Hey there DevOps wizards, code gurus, and IT maestros! Ever found yourself buried in a mountain of code dependencies? Worried about staying on the right side of open-source licenses? We've got you covered. Let's talk about how you can automate license checks in your CI pipelines. 🚀
Why Should You Care?
Like many of you, we're big fans of open-source components. But hey, we also want to play nice and respect everyone's rights. So we decided to auto-approve certain “safe” licenses like Apache 2 and MIT, and review any other license types we bump into “on the go,” making approvals or rejecting to the particular packages. Sound like you? Then read on!
The Setup: GitHub Actions
We're using GitHub Actions as our go-to CI tool. Don't worry, the process is straightforward—just a bit of Python and some GitHub magic.
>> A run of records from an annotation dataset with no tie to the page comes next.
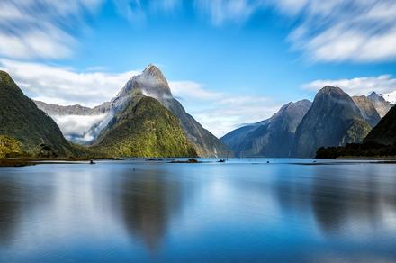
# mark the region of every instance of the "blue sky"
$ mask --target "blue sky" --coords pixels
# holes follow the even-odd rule
[[[110,100],[148,63],[220,136],[313,99],[396,90],[394,1],[2,1],[0,68],[31,97]]]

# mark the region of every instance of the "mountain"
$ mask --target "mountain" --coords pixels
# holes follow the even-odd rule
[[[370,126],[374,127],[377,125],[381,120],[381,116],[372,101],[365,95],[355,95],[352,99],[359,108],[362,117],[370,124]]]
[[[174,114],[158,100],[140,94],[113,116],[92,149],[112,157],[196,156]]]
[[[193,144],[198,156],[231,156],[230,149],[209,131],[205,130],[193,116],[188,114],[182,104],[173,97],[169,85],[162,72],[154,65],[148,65],[142,74],[132,77],[112,100],[112,114],[122,111],[124,105],[137,95],[157,99],[180,122],[188,141]],[[107,118],[105,122],[110,122]]]
[[[309,100],[289,103],[271,118],[234,130],[220,140],[239,157],[290,157],[297,126],[310,105]]]
[[[367,98],[372,102],[381,118],[385,116],[392,106],[392,104],[386,101],[382,95],[378,95],[375,92],[372,92]]]
[[[293,154],[314,157],[320,147],[360,142],[370,130],[352,98],[339,87],[327,86],[297,128]]]
[[[17,140],[32,155],[72,155],[72,147],[57,123],[4,71],[0,71],[0,135]]]
[[[364,142],[375,142],[383,145],[396,143],[396,106],[391,108],[378,125],[364,138]]]

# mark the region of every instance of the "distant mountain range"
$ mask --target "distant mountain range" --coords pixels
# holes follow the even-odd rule
[[[106,155],[232,156],[228,146],[173,97],[166,79],[154,65],[132,77],[111,102],[94,108],[35,103],[58,123],[68,140]]]
[[[132,77],[110,102],[94,108],[33,102],[7,73],[0,71],[0,156],[19,149],[42,157],[231,157],[235,153],[311,158],[318,149],[328,156],[323,147],[361,141],[394,143],[392,107],[374,92],[351,97],[338,87],[325,86],[312,103],[289,103],[271,118],[219,140],[185,112],[154,65]],[[4,147],[9,149],[3,150]],[[331,156],[338,150],[333,148]]]
[[[392,105],[373,92],[350,97],[320,89],[312,104],[289,103],[270,119],[232,131],[220,140],[239,157],[314,157],[320,147],[361,142]]]
[[[289,103],[271,118],[238,128],[220,140],[239,157],[291,157],[297,126],[310,105],[309,100]]]

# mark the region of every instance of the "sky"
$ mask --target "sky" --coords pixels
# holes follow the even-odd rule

We're making a reusable workflow for our many microservices, and we're storing them in our GHA-Store repo.
Interested in scaling GitHub Actions? Subscribe to our newsletter (on the right); we've got more on that in upcoming posts.
Your First Step: Reusable Workflow File
Here's a snippet for initiating the reusable workflow:
on:
workflow_call:
inputs:
inherit-inputs:
required: false
type: string
env:
CHECKOUT_REF: ${{ fromJSON(inputs.inherit-inputs).ref || github.event.pull_request.head.sha }}
Nothing too crazy, right?
This sets up the workflow to be reusable and passes down inputs from the parent workflow to the child. As reusable workflow can't take all parent's inputs by default, we pack it into json and pass it as an argument to this workflow.
In CHECKOUT_REF you can find how we get the value back, I’ll show you the packaging at the end of this post, where we will call this workflow.
Let's Get to Work: The Main Job
1. Fetch the Source Code and License Config
Your job starts with fetching your repo and a separate repo containing your license configuration. Here's the code:
jobs:
deps-lic-check:
runs-on: ubuntu-latest
steps:
- name: Generate token
id: generate_token
uses: tibdex/github-app-token@v1
with:
app_id: ${{ secrets.APP_ID }}
private_key: ${{ secrets.PRIVATE_KEY }}
- name: Checkout current repo
uses: actions/checkout@v4
with:
ref: ${{ env.CHECKOUT_REF }}
fetch-depth: 1
- name: Checkout configuration
uses: actions/checkout@v3
with:
repository: perfectscale-io/gha-store # replace to your org/repo
ref: v1
token: ${{ steps.generate_token.outputs.token }}
path: gha-store
fetch-depth: 1
Regarding "Checkout current repo" everything is simple, but pay attention to "ref". We use the to ensure that the PR will get Commit from PR because the default behavior on PR is to checkout ephemeral commits of merging PR to the target branch.
To access configuration, we need to checkout another repo (inside our org). To do so, we created a Github Application with a specific set of permissions.
So, as result, we have the next working directory structure:
pkg/
main.go
go.mod
go.sum
gha-store/
2. Setting Up Go and Vendor
If you're dealing with a Golang repo, you'll need to set up Go and Govendor like so:
- uses: actions/setup-go@v4
with:
go-version: 'stable'
- name: Setup vendor
run: |
go env -w GOPRIVATE="github.com/perfectscale-io" # replace to your org
git config --global url." "
env:
TOKEN: x-access-token:${{steps.generate_token.outputs.token}}
Here we setup “go” and again reuse the token from the "Generate token" step.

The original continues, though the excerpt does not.